I am reminded of when I was training to be an Emergency Medical Technician (EMT). One of the things that were taught was that, as medical professionals, it is not uncommon to see doctors, nurses and other medical personnel laughing, joking and idly chatting right after a serious trauma, which resulted in the loss of life. To some, this behavior might appear disrespectful, but in reality, this is a “coping mechanism,” which kicks in instinctively—when dealing with death on a regular basis. Otherwise, there would be mass suicides, homicides, and a skyrocketing mental health crisis amongst health care workers. On a few occasions I’ve shed tears for people I didn’t even know. I’ve found myself in the emergency room drawing blood on a patient who clearly was not going to make it and having to watch and listen to a hysterical family digest the death of their loved one. I’ve found myself grieving for their loss.


A funeral is for the living, not the dead!

Most of us have a fear of dying. It is natural. The longing to stay young, healthy and alive is a common theme sang about and rapped about. The longing to have more time with a loved one is also a theme sang and rapped about. Luther Vandross (R.I.P.) longed for his deceased father’s touch. He sang, “If I could dance with my father again...”

Rapper Nas rapped about his mom’s passing; “One more dance with you mama (if I could only have one-more-dance-with-you-mama/wish you’d appear/just for a second from heaven/If heaven was a mile away and you could ride by the gates/Would you try to run inside when it opens/would you try to die today?”

Jay-Z, on his recent album The Blue Print III has a song called “Young Forever” where he raps, “Forever young.
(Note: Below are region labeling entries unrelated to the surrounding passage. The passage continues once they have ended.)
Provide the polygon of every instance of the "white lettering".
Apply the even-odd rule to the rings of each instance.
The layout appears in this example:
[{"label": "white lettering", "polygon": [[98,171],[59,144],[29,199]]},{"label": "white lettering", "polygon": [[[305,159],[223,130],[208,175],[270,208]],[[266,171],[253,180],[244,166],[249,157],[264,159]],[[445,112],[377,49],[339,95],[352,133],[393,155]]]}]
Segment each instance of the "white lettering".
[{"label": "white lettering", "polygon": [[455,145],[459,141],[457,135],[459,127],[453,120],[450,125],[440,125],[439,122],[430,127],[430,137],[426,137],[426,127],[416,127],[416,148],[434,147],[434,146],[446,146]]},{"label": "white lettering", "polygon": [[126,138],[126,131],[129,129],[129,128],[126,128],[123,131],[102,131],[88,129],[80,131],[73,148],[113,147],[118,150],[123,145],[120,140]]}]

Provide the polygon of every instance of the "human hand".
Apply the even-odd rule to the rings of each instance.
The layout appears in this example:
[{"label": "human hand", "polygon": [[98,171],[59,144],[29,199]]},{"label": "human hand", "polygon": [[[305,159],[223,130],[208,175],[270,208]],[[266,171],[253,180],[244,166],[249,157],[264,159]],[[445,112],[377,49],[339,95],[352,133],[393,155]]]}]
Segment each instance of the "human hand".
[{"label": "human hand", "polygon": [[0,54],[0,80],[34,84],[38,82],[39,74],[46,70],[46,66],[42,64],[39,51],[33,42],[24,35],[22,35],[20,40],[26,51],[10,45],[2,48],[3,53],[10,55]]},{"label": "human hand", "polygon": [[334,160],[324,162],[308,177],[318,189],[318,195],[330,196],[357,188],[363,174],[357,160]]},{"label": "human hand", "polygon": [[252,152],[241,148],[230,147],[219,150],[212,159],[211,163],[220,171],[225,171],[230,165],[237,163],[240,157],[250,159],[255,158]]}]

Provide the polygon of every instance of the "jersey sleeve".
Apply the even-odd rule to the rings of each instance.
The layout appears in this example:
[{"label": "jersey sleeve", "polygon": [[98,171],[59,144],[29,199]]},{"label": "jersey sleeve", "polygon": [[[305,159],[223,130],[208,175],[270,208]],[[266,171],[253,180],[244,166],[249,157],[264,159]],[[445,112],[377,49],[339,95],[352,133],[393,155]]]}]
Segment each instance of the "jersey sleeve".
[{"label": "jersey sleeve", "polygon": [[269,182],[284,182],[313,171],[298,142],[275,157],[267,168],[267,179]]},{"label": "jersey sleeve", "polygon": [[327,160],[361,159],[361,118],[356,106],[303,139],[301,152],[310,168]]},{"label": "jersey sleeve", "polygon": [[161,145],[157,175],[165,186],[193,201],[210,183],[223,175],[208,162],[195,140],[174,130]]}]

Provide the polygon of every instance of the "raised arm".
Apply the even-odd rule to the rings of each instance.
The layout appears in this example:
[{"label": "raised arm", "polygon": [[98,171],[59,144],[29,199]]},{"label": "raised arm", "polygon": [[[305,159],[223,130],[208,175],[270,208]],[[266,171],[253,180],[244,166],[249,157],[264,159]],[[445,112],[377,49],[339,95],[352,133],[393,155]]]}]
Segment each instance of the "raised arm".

I wanna be forever young. Do you really wanna live forever? Forever, forever…”

Rappers Notorious B.I.G. and Tupac rapped of death, heaven and hell. Tupac rapped, "Bury me smilin' with G's in my pocket/have a party at my funeral/let every rapper rock it/let tha hoes that I usta know/from way befo/kiss me from my head to my toe/give me a paper and a pen/so I can write about my life of sin/a couple bottles of Gin/in case I don't get in..."

Death is the most UN-known, known—the most IN-tangible, tangible! The Bible tells us that only three people escaped death—(1) Melchizedek, the King of Salem, who is reported, "Without father, without mother, without descent, having neither beginning of days, nor end of life; but made like unto the Son of God; abideth a priest continually." (Hebrew 7:3)—(2) Elijah, who “suddenly there appeared in the air a chariot of fire, with horses of fire, which, parting the two asunder, carried up Elijah in a whirlwind to heaven.” (I Kings 18) and—(3) Enoch, which the Bible tells us, just disappeared off the earth; “And Enoch walked with God: and he was not; for God took him.” (Genesis 5:24)

None of us shall escape that Great Gettin’ Up Mornin’! The Bible teaches that “there is a time to be born and a time to die” (Ecc. 3:1). It also teaches that “one generation passes away and another cometh” (1:4).

As I end this blog, I want to say to my family that I wish I could physically be with you all at this time, but I cannot. I am there in spirit and in truth. Those amongst you, who really know my heart, know that I am there with you. Until we meet again, God Bless Mikey and all of you! With love, your brother, uncle and friend, Khalil Amani.